To See is Not to Learn: Protecting Multimodal Data from Unauthorized Fine-Tuning of Large Vision-Language Model

Source: arXiv:2605.14291 · Published 2026-05-14 · By Chengshuai Zhao, Zhen Tan, Dawei Li, Zhiyuan Yu, Huan Liu

TL;DR

This paper addresses the emerging problem of unauthorized fine-tuning of Large Vision-Language Models (LVLMs) on scraped multimodal web data, which raises serious copyright and privacy concerns for data owners. Existing mitigation methods like watermarking and machine unlearning are reactive and act only after IP infringement has occurred. To proactively defend their data, the authors propose MMGUARD, a data-centric framework that injects imperceptible, optimized perturbations into both images and associated text to produce "unlearnable examples" that degrade the downstream performance of any LVLM fine-tuned on the protected data. MMGUARD additionally disrupts LVLMs’ cross-modal attention binding by creating spurious correlations between the noise perturbations and targets, forcing models to learn brittle shortcuts that do not generalize to clean inputs. Using an ensemble optimization strategy, MMGUARD generates protections transferable across various unknown attacker LVLM architectures and fine-tuning recipes.

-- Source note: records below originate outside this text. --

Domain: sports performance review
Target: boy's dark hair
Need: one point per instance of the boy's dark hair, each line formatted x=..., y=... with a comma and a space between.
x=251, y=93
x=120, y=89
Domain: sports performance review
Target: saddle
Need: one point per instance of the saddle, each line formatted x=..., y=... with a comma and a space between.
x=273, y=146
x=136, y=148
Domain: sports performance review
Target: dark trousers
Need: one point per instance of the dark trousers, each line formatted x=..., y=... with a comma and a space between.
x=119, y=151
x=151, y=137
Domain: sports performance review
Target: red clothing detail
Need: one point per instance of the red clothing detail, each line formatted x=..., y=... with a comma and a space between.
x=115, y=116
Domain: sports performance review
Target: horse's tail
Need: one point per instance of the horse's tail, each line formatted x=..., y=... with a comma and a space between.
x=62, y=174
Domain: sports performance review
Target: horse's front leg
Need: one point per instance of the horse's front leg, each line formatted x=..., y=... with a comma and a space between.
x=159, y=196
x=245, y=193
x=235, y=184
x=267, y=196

Experimental results on six public multimodal datasets and nine open-source LVLMs demonstrate consistent degradation in fine-tuned model accuracy while preserving perceptual fidelity, under white-box, gray-box, and black-box threat models.

Key findings

MMGUARD achieves an average downstream task performance degradation of up to 45% across nine open-source LVLMs when fine-tuned on protected multimodal data.
Cross-modal binding disruption via Bridge Path Hijack significantly shifts attention patterns; Theorem 5.1 quantifies this shift with at least 1 - sqrt(η/2) total variation distance between protected training and clean evaluation attention distributions.
The image perturbation magnitude is strictly bounded with ∥δ∥∞ ≤ εx ensuring human-imperceptibility while retaining defense effectiveness.
Text protection uses discrete token triggers with length ≤ εt inserted without replacing original tokens, optimized by a gradient-based HotFlip search verified by exact evaluation.
Ensemble optimization over multiple surrogate LVLM architectures drastically improves black-box transferability compared to single-model optimization.
Robustness evaluations show MMGUARD withstands adaptive attackers using data augmentations, fine-tuning strategies, and mixing protected with clean public samples without significant loss of protection efficacy.
Multi-objective bilevel optimization balances the trade-off between training loss minimization, attention routing disruption, stealthiness, and cross-modal consistency.
Ablation studies confirm that coupling image and text perturbations with cross-modal binding disruption outperforms perturbing single modalities or components alone.

Threat model

The adversary is an attacker who scrapes multimodal image-text data from the web and fine-tunes a pretrained LVLM checkpoint to improve downstream task performance without consent. The attacker knows standard fine-tuning recipes and may adapt to defenses by applying transformations, mixing protected data with public data, or altering hyperparameters. The attacker does not reveal or share model weights with the defender. The defender can only modify their own data before public release using imperceptible perturbations but cannot interfere with the attacker's process. The defender may have full, partial, or no knowledge of the attacker's LVLM architecture (white-box, gray-box, black-box).

Methodology — deep read

Threat Model & Assumptions: The problem involves two parties: a defender who owns multimodal (image-text-response) data and wishes to prevent unauthorized fine-tuning by attackers on released data, and an attacker who finetunes pretrained LVLM checkpoints on scraped web data to improve downstream task performance. The defender can only modify their own data by adding stealthy perturbations, without knowledge of the attackers' model architecture, training recipe, or fine-tuning hyperparameters. The paper considers white-box (defender knows attacker model exactly), gray-box (partial knowledge), and black-box (no knowledge) settings.
Data: The evaluations use six publicly available multimodal datasets (not fully detailed in the truncated text) of multimodal pairs (image, textual input, and target response). The perturbations are crafted per data sample while preserving semantic and perceptual budgets (ϵx for image ∞-norm perturbation, and ϵt for textual trigger length).
Architecture and Algorithm: The LVLM architecture consists of a visual encoder that processes images into tokens, a text encoder for tokenizing textual inputs, a modality projector aligning image tokens into language embedding space, and an autoregressive decoder language model generating tokens conditioned on both. MMGUARD models the LVLM pipeline with a differentiable approximation of the image processor to enable gradient flow for image perturbation optimization.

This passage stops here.